Käufliche Hacking-Tools und -Dienste im Web

| Autor / Redakteur: Fred Touchette* / Stephan Augsten

Im Dark Market finden sich diverse Dienstleistungen und Tools, darunter beispielsweise Botnetze zur Miete.
Im Dark Market finden sich diverse Dienstleistungen und Tools, darunter beispielsweise Botnetze zur Miete. (Bild: Archiv)

Das Deep Web gilt als Eingang zur Schattenwirtschaft. Wer sich nicht ständig in diesem „Black Market“ bewegt, der wäre vermutlich einigermaßen überrascht, wie ähnlich die Marktgepflogenheiten denen des ganz normalen Handels sind. Erstaunlich ist auch, wer dort so alles einkauft.

Mit der Hacker-Vereinigung „Lizard Squad“ haben die Nutzer von Playstation und Xbox Weihnachten 2014 bereits Bekanntschaft machen dürfen. Die Angreifer hatten die entsprechenden Gaming-Netzwerke zeitweise komplett lahmgelegt. Nun macht die Gruppierung erneut auf sich aufmerksam und bewirbt ein DDoS-Tool.

Das Werkzeug wurde speziell dazu entwickelt, Gaming-Netzwerke anzugreifen. Das sei, so die Gruppe, schließlich kein schlechter Marketing-Gag und fast schon als Verkaufshilfe zu betrachten. Das entsprechende Tool nennt sich „Lizard Stresser“ und wird im Internet zum Verkauf angeboten (für Preise zwischen sechs und 500 US-Dollar).

Umgekehrt wird darüber berichtet, dass betroffene Unternehmen inzwischen mit denselben Waffen zurückschlagen. Glaubt man Branchenexperten ist das kein ungewöhnliches Vorgehen und bei Weitem kein Einzelfall. Wie einfach ist es aber wirklich für Unternehmen, eigene Attacken zu lancieren, die beispielsweise auf im Internet frei verfügbaren Tools basieren? Und wie legal ist das?

Shoppen im Deep Web

Es ist wie in vielen anderen Bereichen: Wenn man weiß, wo man zu suchen hat, ist das schon die halbe Miete. Auch wenn man sich auf die Suche nach käuflichen Hackertools macht. Eine Suche, die in letzter Zeit deutlich einfacher geworden ist.

In der Vergangenheit musste man sich in den entsprechenden Untergrundforen herumtreiben, sich dort auskennen, die Beteiligten identifizieren können. Für einigermaßen Unbedarfte war es schwer zu prognostizieren, wo die nächste Fly-by-Night-Webseite auftauchen würde. Einige dieser Seiten existieren zwar länger als andere, aber die weitaus meisten wandern von Provider zu Provider mit wechselnden Domain-Namen. Das ist nur natürlich, bedenkt man die Gesetzeslage. Diese Art Seiten gibt es weiterhin.

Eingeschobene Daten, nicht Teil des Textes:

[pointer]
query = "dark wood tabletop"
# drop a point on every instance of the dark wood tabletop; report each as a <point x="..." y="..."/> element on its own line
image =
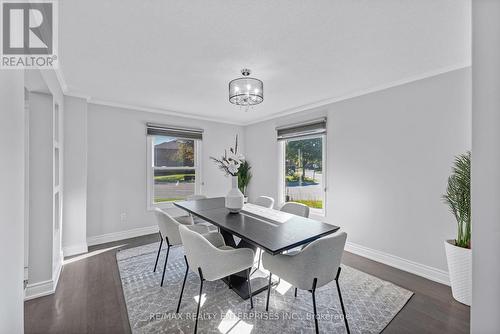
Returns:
<point x="259" y="230"/>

Mit der Existenz dessen, was allgemein als „Deep Web“ bezeichnet wird, also Webseiten, die nur über das TOR-Netzwerk erreichbar sind, hat sich einiges geändert. Die Seiten und die angebotenen Dienste sind über das „Hidden Wiki“ (also den Dienst, der versteckt über TOR betrieben wird) sehr viel leichter zugänglich geworden. Der eigentlich „versteckte“ Teil des Wiki liegt allerdings vergleichsweise offen und fungiert zugleich als Verzeichnisdienst für das Deep Web.